Suppose that we are doing machine translation. We have a conditional language model with attention where we are are trying to predict a sequence $y_1, y_2, \dots, y_J$ from $x_1, x_2, \dots x_I$: $$P(y_1, y_2, \dots, y_{J}|x_1, x_2, \dots x_I) = \prod_{j=1}^{J} p(y_j|v_j, y_1, \dots, y_{j-1})$$ where $v_j$ is a context vector that is different for each $y_j$. Using an RNN with a encoder-decoder structure, each element $x_i$ of the input sequence and $y_j$ of the output sequence is converted into an embedding $h_i$ and $s_j$ respectively: $$h_i = f(h_{i-1}, x_i) \\ s_j = g(s_{j-1},[y_{j-1}, v_j])$$ where $f$ is some function of the previous input state $h_{i-1}$ and the current input word $x_i$ and $g$ is some function of the previous output state $s_{j-1}$, the previous output word $y_{j-1}$ and the context vector $v_j$.

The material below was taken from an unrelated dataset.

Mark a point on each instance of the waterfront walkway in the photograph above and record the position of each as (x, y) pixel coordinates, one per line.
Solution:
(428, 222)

Now, we want the process of predicting $s_j$ to "pay attention" to the correct parts of the encoder states (context vector $v_j$). So: $$v_j = \sum_{i=1}^{I} \alpha_{ij} h_i$$ where $\alpha_{ij}$ tells us how much weight to put on the $i^{th}$ state of the source vector when predicting the $j^{th}$ word of the output vector. Since we want the $\alpha_{ij}$s to be probabilities, we use a softmax function on the similarities between the encoder and decoder states: $$\alpha_{ij} = \frac{\exp(\text{sim}(h_i, s_{j-1}))}{\sum_{i'=1}^{I} \exp(\text{sim}(h_i, s_{j-1}))}$$
Now, in additive attention, the similarities of the encoder and decoder states are computed as: $$\text{sim}(h_i, s_{j}) = \textbf{w}^{T} \text{tanh}(\textbf{W}_{h}h_{i} +\textbf{W}_{s}s_{j})$$
where $\textbf{w}$, $\textbf{W}_{h}$ and $\textbf{W}_{s}$ are learned attention parameters using a one-hidden layer feed-forward network.
What is the intuition behind this definition? Why use the $\text{tanh}$ function? I know that the idea is to use one layer of a neural network to predict the similarities.
Added. This description of machine translation/attention is based on the Coursera course Natural Language Processing.